The URL is modified once by the proxy server, and once by the local mod_rewrite directives.
You enter /XYZ
The proxy server changes that to /group/foo/cgi-bin/drupal/XYZ
The mod_rewrite directives in .htaccess change that to /group/foo/cgi-bin/drupal/index.php?q=XYZ
Drupal doesn't know the first change took place since it took place on a different server. When it queries its Apache for the URL entered by the user (REQUEST_URI) it gets the one that's already been modified by the proxy server. It'll get /group/foo/cgi-bin/drupal/XYZ as the response, not /XYZ.
Drupal then uses REQUEST_URI as the value of the action attribute for forms like the one used to turn on Clean URLs.

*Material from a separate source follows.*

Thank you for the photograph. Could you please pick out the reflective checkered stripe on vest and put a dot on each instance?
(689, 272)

So, the chain of events unfolds this way:
You create the mod_rewrite directives. You can now go to: http://techcommons.stanford.edu/admin/settings/clean-urls and it looks like you can turn on Clean URLs using the form, but when you hit update, you get a 404 error. If you look at the source of the form you can see the form is set to submit to:
/group/extech/cgi-bin/drupal/admin/settings/clean-urls
instead of
/admin/settings/clean-urls
When that request goes through the proxy server, an additional path is added, repeating "/group/extech/cgi-bin/drupal" twice.

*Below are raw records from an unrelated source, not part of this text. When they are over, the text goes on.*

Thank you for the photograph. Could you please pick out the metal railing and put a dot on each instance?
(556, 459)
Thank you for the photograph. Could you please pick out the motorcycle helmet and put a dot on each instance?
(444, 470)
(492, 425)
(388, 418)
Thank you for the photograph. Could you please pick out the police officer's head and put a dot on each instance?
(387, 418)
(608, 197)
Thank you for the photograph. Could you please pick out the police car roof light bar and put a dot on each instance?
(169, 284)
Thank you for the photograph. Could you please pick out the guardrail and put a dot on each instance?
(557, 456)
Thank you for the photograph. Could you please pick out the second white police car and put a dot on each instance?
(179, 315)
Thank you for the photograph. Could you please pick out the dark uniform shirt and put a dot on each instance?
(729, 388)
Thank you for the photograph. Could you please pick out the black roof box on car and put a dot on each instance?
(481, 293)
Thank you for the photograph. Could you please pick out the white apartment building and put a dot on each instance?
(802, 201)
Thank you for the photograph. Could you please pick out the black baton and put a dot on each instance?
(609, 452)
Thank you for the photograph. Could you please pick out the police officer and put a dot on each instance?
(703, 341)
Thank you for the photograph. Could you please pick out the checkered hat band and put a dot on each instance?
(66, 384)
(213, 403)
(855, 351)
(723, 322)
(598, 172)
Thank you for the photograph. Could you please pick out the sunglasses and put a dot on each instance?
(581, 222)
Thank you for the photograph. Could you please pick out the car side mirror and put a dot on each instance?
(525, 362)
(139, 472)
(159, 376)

The fix is pretty simple, remove the extra path information that arrives from the proxy server. Unfortunately, you have to specify exactly what to strip out. In includes/boostrap.inc:
/**
* Since $_SERVER['REQUEST_URI'] is only available on Apache, we
* generate an equivalent using other environment variables.
*/
function request_uri() {
if (isset($_SERVER['REQUEST_URI'])) {
$uri = $_SERVER['REQUEST_URI'];
// mrmarco - removing the extra path information found in REQUEST_URI
$uri = preg_replace('/\/group\/extech\/cgi-bin\/drupal/', '', $uri);
}
else {
if (isset($_SERVER['argv'])) {
$uri = $_SERVER['SCRIPT_NAME'] .'?'. $_SERVER['argv'][0];
}
else {
$uri = $_SERVER['SCRIPT_NAME'] .'?'. $_SERVER['QUERY_STRING'];
}
}
return $uri;
}
The new lines are:
// mrmarco - removing the extra path information found in REQUEST_URI
$uri = preg_replace('/\/group\/extech\/cgi-bin\/drupal/', '', $uri);
The extra path information appears on Drupal installations using a proxy server even when Clean URLs are not involved.

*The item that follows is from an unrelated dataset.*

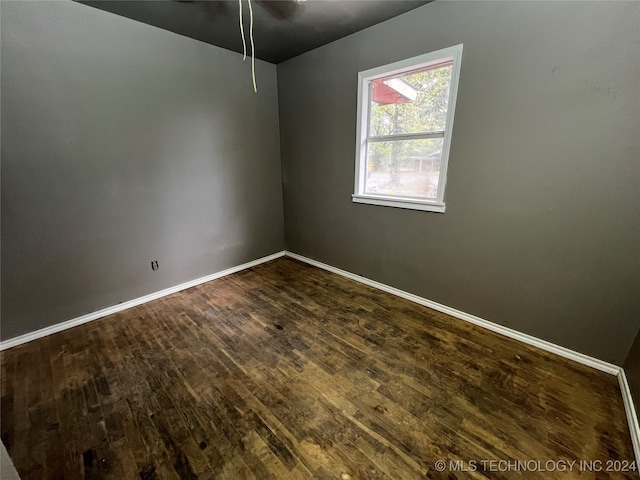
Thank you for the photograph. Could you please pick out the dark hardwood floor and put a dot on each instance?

Forms would still post to:
http://techcommons.stanford.edu/group/extech/cgi-bin/drupal/?q=admin/set...
rather than
http://techcommons.stanford.edu/?q=admin/settings/clean-urls
But, Drupal doesn't seem to care. I think it's because it can still tell where the query part of the URL begins (thanks to the ?).
In fact, you could have complete junk in front of the ? and Drupal would still work.
http://techcommons.stanford.edu/qwertyqwerty/?q=drupal
and
https://www.stanford.edu/group/ic/cgi-bin/drupal/thisisignoredstuff?q=faq
Cheers,
- marco